SACRAMENTO, Calif. (AP) — Gov. Jerry Brown and legislative Democrats announced Wednesday that they are scaling back their ambitious proposal to address climate change by dropping a mandate that the state cut petroleum use by 50 percent amid ongoing opposition from the oil industry and some lawmakers.
Brown and Senate President Pro Tem Kevin de Leon, a Los Angeles Democrat, had pushed a far-reaching proposal to cut petroleum use by half, boost renewable-electricity use to 50 percent and double energy efficiency in existing buildings. De Leon announced Wednesday that he was dropping the mandate to cut oil use from his proposal, SB350.
With just two full days remaining for bills to emerge from the current legislative session, a massive lobbying campaign from oil interests could not be overcome, de Leon said. "We couldn't cut through the multibillion-dollar smoke screen created by big oil with a bottomless war chest," he said.
The Democratic governor has made climate change the centerpiece of his final term. He said Wednesday that lawmakers "did not cave in" to calls to scale back state authority to set emission rules and vowed to continue pushing for the 50 percent oil reduction through the regulatory process.
"The only thing different is my zeal has been intensified to a maximum degree and nothing, nothing is going to stop this state from pushing forward" on aggressive climate change standards, he said.

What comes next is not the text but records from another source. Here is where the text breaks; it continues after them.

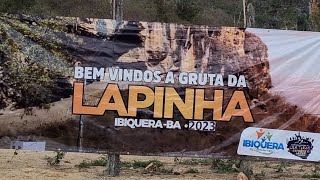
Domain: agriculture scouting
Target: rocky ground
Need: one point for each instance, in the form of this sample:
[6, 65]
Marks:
[34, 165]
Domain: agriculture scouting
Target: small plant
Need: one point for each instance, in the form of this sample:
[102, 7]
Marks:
[226, 166]
[141, 164]
[260, 175]
[192, 171]
[54, 161]
[166, 171]
[266, 165]
[312, 175]
[281, 167]
[102, 161]
[196, 162]
[14, 154]
[125, 164]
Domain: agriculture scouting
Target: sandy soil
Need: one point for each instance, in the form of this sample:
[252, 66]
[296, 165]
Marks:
[33, 165]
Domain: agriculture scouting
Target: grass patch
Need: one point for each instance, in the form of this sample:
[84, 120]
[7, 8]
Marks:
[102, 161]
[205, 162]
[192, 171]
[141, 164]
[313, 175]
[226, 166]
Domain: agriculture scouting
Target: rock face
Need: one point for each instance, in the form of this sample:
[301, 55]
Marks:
[178, 48]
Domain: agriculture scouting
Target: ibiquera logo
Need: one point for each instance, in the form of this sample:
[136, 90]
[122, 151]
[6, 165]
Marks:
[300, 146]
[263, 143]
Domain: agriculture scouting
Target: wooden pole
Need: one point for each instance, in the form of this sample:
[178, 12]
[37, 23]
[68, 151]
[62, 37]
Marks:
[244, 14]
[246, 168]
[113, 165]
[81, 120]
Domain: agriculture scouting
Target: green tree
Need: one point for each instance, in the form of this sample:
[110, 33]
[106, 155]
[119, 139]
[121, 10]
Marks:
[187, 9]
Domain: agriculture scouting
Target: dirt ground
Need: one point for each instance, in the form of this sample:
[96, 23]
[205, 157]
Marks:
[33, 165]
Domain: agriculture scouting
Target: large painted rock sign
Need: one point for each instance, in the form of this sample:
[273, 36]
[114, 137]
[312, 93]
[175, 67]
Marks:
[158, 88]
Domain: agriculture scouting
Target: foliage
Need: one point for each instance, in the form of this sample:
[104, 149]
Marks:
[226, 166]
[56, 160]
[192, 171]
[192, 161]
[141, 164]
[102, 161]
[187, 9]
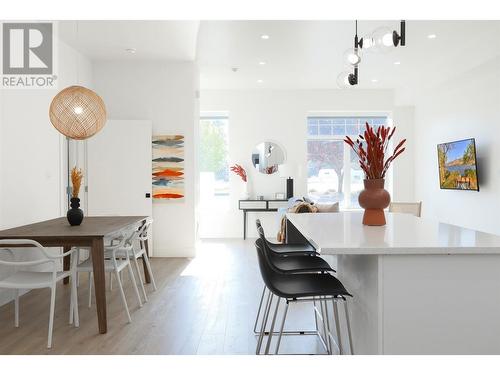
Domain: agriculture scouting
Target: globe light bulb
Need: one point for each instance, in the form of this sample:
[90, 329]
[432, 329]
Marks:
[351, 56]
[382, 39]
[343, 80]
[368, 43]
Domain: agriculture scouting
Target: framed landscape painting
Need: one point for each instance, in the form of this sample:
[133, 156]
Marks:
[168, 167]
[457, 165]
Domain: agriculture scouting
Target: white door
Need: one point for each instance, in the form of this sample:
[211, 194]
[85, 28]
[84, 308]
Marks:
[119, 169]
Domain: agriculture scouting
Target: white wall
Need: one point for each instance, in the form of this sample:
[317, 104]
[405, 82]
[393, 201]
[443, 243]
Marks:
[464, 107]
[165, 94]
[32, 152]
[280, 116]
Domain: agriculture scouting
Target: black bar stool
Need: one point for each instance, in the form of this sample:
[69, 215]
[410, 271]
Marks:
[295, 288]
[286, 249]
[285, 261]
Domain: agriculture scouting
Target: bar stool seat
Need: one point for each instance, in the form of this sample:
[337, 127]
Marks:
[307, 285]
[292, 249]
[304, 287]
[299, 264]
[285, 249]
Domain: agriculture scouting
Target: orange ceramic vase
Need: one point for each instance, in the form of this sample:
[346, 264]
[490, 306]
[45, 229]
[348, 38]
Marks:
[374, 198]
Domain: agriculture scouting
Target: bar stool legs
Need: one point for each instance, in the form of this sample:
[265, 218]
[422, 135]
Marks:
[337, 326]
[281, 329]
[271, 330]
[329, 339]
[258, 311]
[264, 322]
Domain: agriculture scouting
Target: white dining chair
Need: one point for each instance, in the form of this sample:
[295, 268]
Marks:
[135, 253]
[115, 262]
[413, 208]
[34, 279]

Brown said the primary sticking points for moderate Democrats in the state Assembly concerned the California Air Resources Board, an unelected body with broad power to set vehicle emissions and fuel standards to decide how the state will reduce oil use.
The governor said opponents agreed to pass the legislation if he agreed to dramatically scale back its power, but he refused.
The legislation has faced intense lobbying on both sides in recent weeks.
Many Assembly Democrats — including moderates and those representing less wealthy districts — expressed concerns that the proposal would hurt California's economy and working-class residents. They sought greater oversight of the air board that has been in charge of implementing California's ambitious greenhouse-gas emissions law signed by Gov. Arnold Schwarzenegger.
Sen. Bob Huff, R-San Dimas, who until recently was the Senate minority leader, said the announcement was "a step in the right direction."
"I think that was the most problematic component of SB350 because it hit everybody in ways we don't even know, how technologically we were going to accomplish the goal," Huff said in an interview.
He said he needs to understand the costs associated with the remaining portion of the bill before he can support it.
Brown has campaigned on climate change this year, discussing it with the pope at the Vatican in July, and is expected to attend the United Nations climate change conference in Paris in November.
He said the intense debate surrounding the legislation may have actually helped the cause of climate-change legislation in the long term.
Associated Press writer Don Thompson contributed to this report.